From being a respected figure, he became the endeared figure to his
wife, child and close circles of friends. That was how he was when we
came to know him. He tirelessly talked to me about how excellent a
student he was at Santo Tomas, how a miser he was, counting every cent,
noting down every bite from his stashed sankaka (brown sugar and coconut
concoction). He played chess with his grandsons, singing endlessly to
distract them, and verbally sparred with me even when I was a toddler.
He taught me how to waltz and fox-trot. He taught me how to be frugal.
He taught me not to be afraid of people with booming voices and gentle
eyes.
My
dad, I appreciated much later in life. Never to advertise himself, I
failed to notice him. Dad was a poet in spirit and a lawyer by
profession. Having 7 children to support dictated such. In the end, it
was the discovery of his secret journals that gave us his children a
much deeper understanding and appreciation of our dad. One can never
really contain ones spirit. Few years, that was all I had left to form
this bond a daughter and dad should have. Ironic because I am so much
like dad in many ways.
He
was timid but he was deep, smarter than he appeared. He was too deep it
took us a long time to fathom his quiet confidence, to decipher those
knowing, quizzical looks as if smiling inwardly at all our loony
dissertations. He had war stories to tell too, but did he tell?
Hardly. We had to pry it out of him. Conscripted at age 19 by the
USAFFE, he went to Corregidor and Bataan and survived the Death March.
“What did you do there, dad? What happened?” we asked. “I buried bodies
of comrades” he’d say without emotion. He came out of it emaciated by
hunger, malaria, dysentery and beri-beri. The harrowing experience is
forever locked with him.
Yet
for all the honors he did not reap, for all the titles he did not earn,
for all the positions he did not aspire for, daddy stood tallest in his
deathbed. Again that knowing look, almost a smile, he was calm, eyes
sweeping the room and lucid to the very end, he heaved his last with
difficulty and a farewell look, at peace and at
rest.
The
third father figure God gave me was my father-in-law. What could I have
done in my former life that I was to be given this adorable man as a
father-in-law? He liked me immediately he saw me. Was partial to me.

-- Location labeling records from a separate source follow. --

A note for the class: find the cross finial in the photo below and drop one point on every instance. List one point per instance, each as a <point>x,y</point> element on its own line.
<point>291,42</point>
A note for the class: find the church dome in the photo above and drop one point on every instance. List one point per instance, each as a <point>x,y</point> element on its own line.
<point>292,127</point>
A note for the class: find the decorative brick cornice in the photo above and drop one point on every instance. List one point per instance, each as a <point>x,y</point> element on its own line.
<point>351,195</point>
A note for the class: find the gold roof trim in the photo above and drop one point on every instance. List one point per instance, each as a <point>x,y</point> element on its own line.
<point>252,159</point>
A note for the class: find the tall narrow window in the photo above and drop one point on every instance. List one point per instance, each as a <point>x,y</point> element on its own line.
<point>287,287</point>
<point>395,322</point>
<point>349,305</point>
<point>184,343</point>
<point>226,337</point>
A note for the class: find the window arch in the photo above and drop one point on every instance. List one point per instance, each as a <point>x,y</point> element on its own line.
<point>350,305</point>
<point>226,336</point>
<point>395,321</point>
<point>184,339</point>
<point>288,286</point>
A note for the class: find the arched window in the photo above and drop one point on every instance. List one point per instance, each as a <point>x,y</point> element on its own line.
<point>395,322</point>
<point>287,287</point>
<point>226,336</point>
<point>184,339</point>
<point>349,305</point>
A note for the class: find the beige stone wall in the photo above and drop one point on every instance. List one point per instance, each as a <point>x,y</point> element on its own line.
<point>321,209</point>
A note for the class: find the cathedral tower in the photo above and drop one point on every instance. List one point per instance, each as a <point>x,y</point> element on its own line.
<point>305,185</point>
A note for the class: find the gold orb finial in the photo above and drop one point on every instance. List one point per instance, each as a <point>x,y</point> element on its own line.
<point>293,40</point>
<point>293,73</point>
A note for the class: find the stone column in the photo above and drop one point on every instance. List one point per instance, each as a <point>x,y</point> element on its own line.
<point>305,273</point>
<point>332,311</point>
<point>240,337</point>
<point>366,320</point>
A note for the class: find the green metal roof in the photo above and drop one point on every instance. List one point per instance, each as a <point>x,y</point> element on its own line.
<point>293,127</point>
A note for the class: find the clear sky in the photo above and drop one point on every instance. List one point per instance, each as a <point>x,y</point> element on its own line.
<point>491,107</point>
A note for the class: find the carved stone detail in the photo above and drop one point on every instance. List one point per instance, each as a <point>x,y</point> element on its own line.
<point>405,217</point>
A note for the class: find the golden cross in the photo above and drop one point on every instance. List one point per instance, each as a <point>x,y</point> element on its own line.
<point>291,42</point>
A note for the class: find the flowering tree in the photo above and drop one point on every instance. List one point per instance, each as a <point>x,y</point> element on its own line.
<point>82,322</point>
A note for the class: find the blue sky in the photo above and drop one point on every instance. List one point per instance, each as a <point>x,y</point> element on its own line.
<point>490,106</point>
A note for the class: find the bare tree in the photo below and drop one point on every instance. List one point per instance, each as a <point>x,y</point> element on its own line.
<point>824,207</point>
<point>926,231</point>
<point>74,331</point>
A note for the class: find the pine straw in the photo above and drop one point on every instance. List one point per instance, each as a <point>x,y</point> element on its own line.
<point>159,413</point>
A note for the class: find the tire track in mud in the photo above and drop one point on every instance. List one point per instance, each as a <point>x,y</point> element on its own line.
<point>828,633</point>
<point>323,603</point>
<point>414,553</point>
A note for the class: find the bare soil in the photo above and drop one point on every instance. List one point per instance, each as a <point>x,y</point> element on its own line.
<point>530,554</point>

We were chummy. He was the self appointed architect of our house and he
gave in to my suggestions, adding a basement on strength of my wish. He
respected my mind and found ways to use me in his businesses. As a
businessman, he was astute. As a father he was tops.
A
father makes things happen for his children, he provides the right
climate for their general growth. By being an upright man, he
cultivates them to be so. For the many good qualities my husband
possesses, he attributes to the patient and guiding hand of his dad. He
found comfort and confidence in him. He helped form him to be the man
that he is now, a great blessing and example to his kids, my kids. This
is the legacy of fatherhood…passing on from one generation to the next.
Never leaving us behind but leaving the best of him in us.
What awesome office fatherhood is!! Fathers are so honored to be
appointed as earthly fathers for they are to reflect the heart of God;
as a leader, protector, mentor and friend. In the end, when all other
offices and roles cease, there will only be two roles left, the office
of the Father, and our office as His children.